Als johannischer Christ glaube ich, besser gesagt vertraue ich darauf, dass ich nie völlig allein sein kann. Liebevolle geistige Helfer begleiten mich, auch wenn ich sie nicht sehe. Es gab in meinem Leben oft Situationen, in denen ich mich sehr einsam gefühlt habe, Situationen im Beruf, in der Familie, aber auch im kirchlichen Miteinander. Auf wundersame Weise wurden mir gerade dann Gedanken geschickt, die mich getröstet haben, Menschen in mein Leben gesandt, die mir Helfer und Freund geworden sind, Auswege aufgezeigt, die aus dem Gefühl der Einsamkeit heraus führten.
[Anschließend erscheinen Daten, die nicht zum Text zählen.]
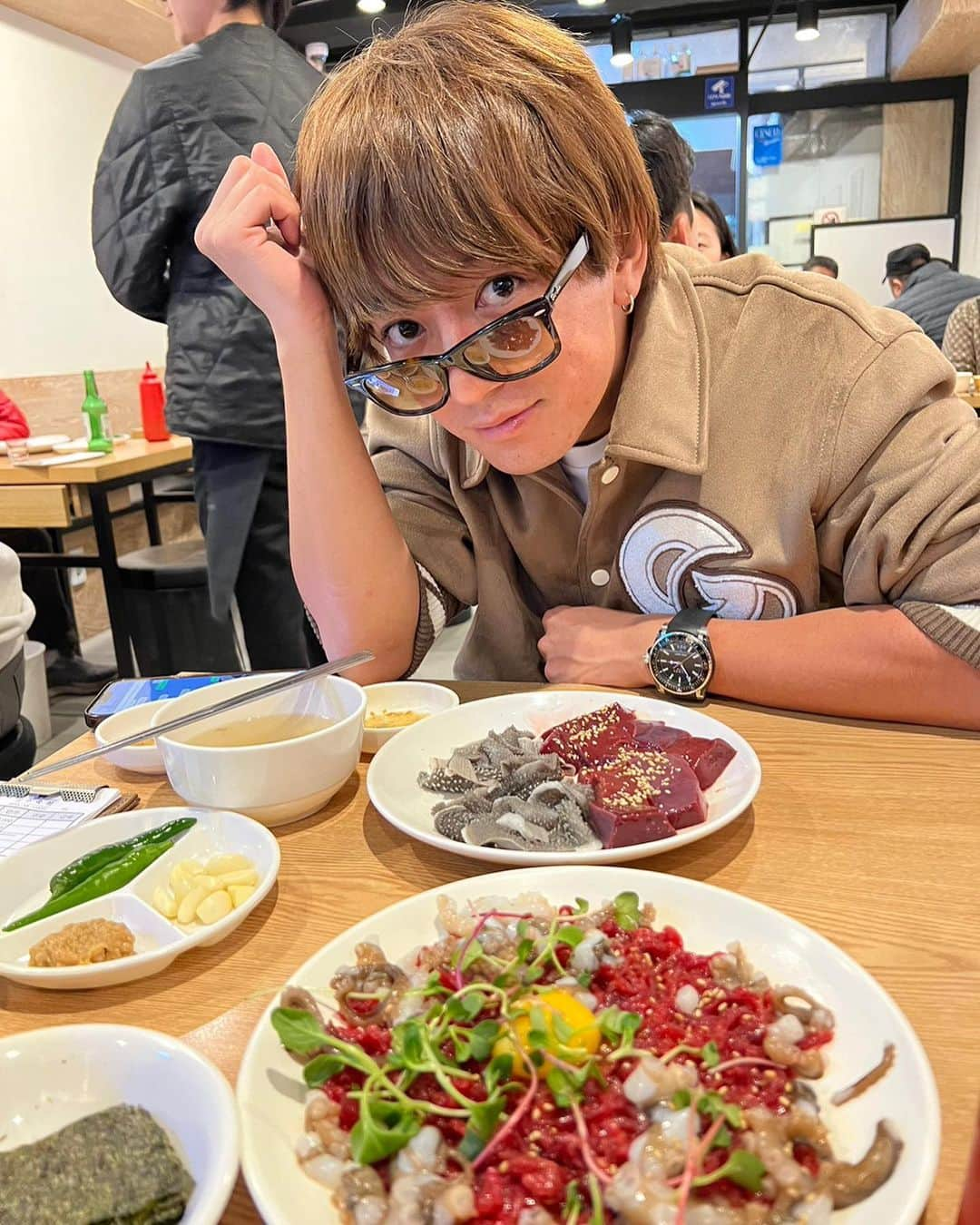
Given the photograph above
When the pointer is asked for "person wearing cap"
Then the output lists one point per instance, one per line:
(925, 288)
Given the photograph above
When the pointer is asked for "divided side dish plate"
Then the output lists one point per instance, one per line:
(24, 887)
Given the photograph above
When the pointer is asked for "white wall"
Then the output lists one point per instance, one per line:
(969, 234)
(58, 94)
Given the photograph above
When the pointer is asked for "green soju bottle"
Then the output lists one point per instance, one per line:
(95, 416)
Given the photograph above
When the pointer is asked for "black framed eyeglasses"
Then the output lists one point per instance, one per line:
(517, 345)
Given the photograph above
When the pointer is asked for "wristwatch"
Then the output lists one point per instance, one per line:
(680, 661)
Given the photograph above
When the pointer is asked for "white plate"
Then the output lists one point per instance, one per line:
(41, 443)
(24, 887)
(53, 1077)
(420, 696)
(83, 444)
(271, 1091)
(392, 777)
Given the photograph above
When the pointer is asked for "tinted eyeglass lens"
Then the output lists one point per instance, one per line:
(512, 348)
(416, 385)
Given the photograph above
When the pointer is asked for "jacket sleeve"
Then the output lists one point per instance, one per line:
(429, 520)
(900, 518)
(13, 422)
(139, 199)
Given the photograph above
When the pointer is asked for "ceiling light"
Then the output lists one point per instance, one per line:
(622, 38)
(808, 27)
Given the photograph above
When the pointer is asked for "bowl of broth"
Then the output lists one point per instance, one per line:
(277, 760)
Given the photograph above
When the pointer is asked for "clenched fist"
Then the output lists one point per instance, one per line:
(267, 265)
(591, 646)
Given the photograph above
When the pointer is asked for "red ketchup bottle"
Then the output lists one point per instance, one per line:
(151, 407)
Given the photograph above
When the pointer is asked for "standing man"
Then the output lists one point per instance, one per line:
(671, 163)
(181, 120)
(926, 289)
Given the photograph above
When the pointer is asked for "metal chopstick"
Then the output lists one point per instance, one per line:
(231, 703)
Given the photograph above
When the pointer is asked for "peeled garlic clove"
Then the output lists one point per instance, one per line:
(220, 864)
(240, 892)
(247, 876)
(214, 906)
(164, 902)
(188, 908)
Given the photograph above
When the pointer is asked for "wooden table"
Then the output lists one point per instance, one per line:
(867, 832)
(39, 497)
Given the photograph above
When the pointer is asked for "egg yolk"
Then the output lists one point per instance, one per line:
(555, 1007)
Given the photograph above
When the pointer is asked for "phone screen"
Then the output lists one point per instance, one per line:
(122, 695)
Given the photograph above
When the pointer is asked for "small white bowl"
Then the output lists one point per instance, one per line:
(271, 783)
(403, 696)
(137, 759)
(54, 1077)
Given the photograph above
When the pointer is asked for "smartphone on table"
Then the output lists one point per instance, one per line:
(122, 695)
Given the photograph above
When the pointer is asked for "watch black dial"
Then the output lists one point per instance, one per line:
(681, 663)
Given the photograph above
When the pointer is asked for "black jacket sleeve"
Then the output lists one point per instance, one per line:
(139, 201)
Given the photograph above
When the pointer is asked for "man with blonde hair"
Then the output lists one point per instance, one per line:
(642, 468)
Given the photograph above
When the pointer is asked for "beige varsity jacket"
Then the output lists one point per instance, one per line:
(778, 446)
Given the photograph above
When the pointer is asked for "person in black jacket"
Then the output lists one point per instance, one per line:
(235, 83)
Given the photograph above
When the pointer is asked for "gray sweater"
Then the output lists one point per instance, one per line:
(930, 296)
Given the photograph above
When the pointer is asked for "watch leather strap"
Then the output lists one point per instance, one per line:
(690, 620)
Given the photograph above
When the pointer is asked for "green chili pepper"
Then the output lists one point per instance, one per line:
(94, 860)
(111, 878)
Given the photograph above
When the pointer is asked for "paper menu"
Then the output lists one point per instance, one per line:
(27, 818)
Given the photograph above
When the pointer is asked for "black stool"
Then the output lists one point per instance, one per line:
(169, 612)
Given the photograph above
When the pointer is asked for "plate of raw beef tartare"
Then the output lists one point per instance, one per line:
(561, 777)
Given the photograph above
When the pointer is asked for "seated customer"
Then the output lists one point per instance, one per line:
(49, 591)
(961, 342)
(925, 288)
(823, 266)
(787, 467)
(712, 231)
(671, 163)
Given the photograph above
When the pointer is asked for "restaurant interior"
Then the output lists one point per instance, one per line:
(483, 808)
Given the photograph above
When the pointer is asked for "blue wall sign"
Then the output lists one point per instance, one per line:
(720, 93)
(767, 144)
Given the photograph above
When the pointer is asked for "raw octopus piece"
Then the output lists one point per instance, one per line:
(708, 759)
(642, 795)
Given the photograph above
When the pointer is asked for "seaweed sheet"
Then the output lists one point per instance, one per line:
(113, 1168)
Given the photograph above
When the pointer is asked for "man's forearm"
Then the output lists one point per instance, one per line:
(352, 565)
(867, 663)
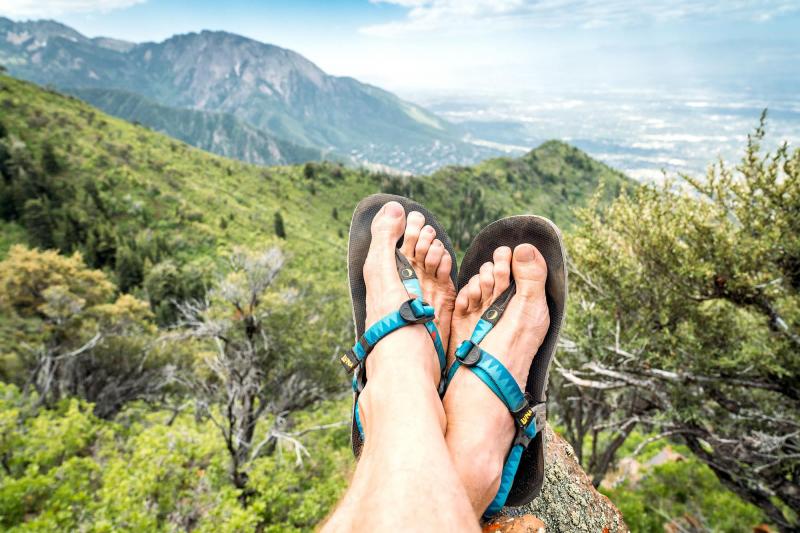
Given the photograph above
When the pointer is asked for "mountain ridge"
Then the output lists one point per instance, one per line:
(273, 89)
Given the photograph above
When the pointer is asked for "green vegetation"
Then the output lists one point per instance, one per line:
(218, 133)
(179, 282)
(686, 320)
(682, 491)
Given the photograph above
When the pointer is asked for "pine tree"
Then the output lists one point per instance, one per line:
(280, 228)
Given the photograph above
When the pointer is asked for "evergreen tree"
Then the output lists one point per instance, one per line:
(280, 228)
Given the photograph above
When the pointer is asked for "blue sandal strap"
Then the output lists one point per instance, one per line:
(500, 381)
(413, 288)
(413, 311)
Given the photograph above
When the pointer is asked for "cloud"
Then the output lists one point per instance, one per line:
(438, 15)
(54, 8)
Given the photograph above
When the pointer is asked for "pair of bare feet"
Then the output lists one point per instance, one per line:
(477, 427)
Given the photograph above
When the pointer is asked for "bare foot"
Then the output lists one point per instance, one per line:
(404, 348)
(480, 429)
(432, 263)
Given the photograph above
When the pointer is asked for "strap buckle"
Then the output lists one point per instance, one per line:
(530, 420)
(349, 360)
(416, 311)
(468, 353)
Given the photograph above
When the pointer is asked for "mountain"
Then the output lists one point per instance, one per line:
(270, 88)
(219, 133)
(74, 178)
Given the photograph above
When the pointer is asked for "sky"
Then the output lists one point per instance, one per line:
(484, 45)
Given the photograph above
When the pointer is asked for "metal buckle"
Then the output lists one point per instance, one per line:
(472, 356)
(349, 360)
(407, 313)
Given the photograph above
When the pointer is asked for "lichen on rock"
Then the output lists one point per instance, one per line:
(568, 502)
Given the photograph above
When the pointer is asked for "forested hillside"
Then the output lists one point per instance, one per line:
(164, 252)
(169, 362)
(219, 133)
(275, 91)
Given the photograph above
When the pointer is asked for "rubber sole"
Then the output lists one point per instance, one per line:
(546, 236)
(358, 247)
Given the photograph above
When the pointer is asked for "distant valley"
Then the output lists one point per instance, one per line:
(237, 97)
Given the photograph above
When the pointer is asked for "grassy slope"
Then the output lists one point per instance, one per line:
(215, 132)
(158, 184)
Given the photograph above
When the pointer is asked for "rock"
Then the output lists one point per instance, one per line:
(515, 524)
(568, 502)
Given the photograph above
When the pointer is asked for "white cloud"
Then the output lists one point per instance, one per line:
(437, 15)
(54, 8)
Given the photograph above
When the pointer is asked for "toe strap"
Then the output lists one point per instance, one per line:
(412, 311)
(529, 418)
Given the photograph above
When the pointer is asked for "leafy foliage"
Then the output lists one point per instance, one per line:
(686, 319)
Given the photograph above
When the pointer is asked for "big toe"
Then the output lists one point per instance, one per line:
(388, 226)
(529, 269)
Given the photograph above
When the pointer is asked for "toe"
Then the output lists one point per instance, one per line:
(486, 277)
(414, 223)
(434, 257)
(424, 242)
(445, 266)
(502, 270)
(387, 226)
(530, 270)
(474, 292)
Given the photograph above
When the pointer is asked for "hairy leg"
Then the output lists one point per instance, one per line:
(405, 479)
(479, 427)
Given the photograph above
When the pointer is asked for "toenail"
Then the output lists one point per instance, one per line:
(393, 210)
(525, 252)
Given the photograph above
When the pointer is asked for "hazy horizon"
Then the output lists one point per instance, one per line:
(415, 45)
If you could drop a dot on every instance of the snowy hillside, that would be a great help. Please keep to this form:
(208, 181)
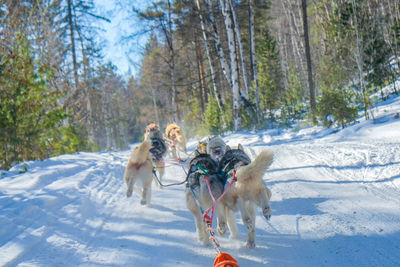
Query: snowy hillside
(335, 202)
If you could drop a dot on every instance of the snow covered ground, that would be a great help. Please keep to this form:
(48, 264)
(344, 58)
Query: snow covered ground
(335, 202)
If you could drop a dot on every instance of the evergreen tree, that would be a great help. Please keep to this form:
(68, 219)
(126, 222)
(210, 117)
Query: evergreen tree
(30, 118)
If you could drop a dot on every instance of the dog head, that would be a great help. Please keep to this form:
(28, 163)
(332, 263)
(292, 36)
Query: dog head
(216, 147)
(201, 164)
(232, 159)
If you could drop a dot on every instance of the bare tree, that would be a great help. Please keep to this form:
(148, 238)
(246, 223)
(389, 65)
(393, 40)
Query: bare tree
(308, 59)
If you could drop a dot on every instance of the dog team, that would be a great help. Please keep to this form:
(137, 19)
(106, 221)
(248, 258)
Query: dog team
(215, 168)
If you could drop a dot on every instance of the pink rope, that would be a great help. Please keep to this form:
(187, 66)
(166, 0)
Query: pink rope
(212, 208)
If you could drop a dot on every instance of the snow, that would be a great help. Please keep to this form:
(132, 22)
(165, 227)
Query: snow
(335, 202)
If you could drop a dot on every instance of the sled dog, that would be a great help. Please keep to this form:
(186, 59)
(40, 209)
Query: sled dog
(198, 196)
(249, 190)
(158, 149)
(175, 134)
(139, 172)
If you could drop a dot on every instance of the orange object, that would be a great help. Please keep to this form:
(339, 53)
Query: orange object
(225, 260)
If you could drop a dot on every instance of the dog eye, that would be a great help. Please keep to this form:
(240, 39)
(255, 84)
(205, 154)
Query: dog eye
(216, 151)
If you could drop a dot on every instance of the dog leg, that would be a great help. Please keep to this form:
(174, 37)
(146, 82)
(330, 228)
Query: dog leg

Vielleicht sind diese „Geschenke“ ganz einfach und nicht besonders. Aber selbst in den ärgsten Lebenskrisen gelang es mir durch sie zu glauben, dass ich nie tiefer als in Gottes Hände fallen werde. Dieser Glaube gab mir sehr viel Kraft und ich danke Gott von Herzen dafür. Joseph Weißenberg hat diese Erkenntnis mit nur wenigen Worten so erklärt: „Glaube verloren, alles verloren!“ Deshalb, liebe Geschwister, lasst uns versuchen, dem Nächsten ein Nächster zu sein, von der uns geschenkten Liebe großzügig auszuteilen und glaubensvoll in eine gemeinsame Zukunft zu sehen und zu gehen und auf diese Weise unseren Glauben zu leben! Es mag das Problem „Einsamkeit“ in unserem Leben, im Leben anderer Menschen und in unserer Gesellschaft geben, aber wir können mit Glauben und Zuversicht und unserer Nächstenliebe etwas dagegen tun – mit Gott!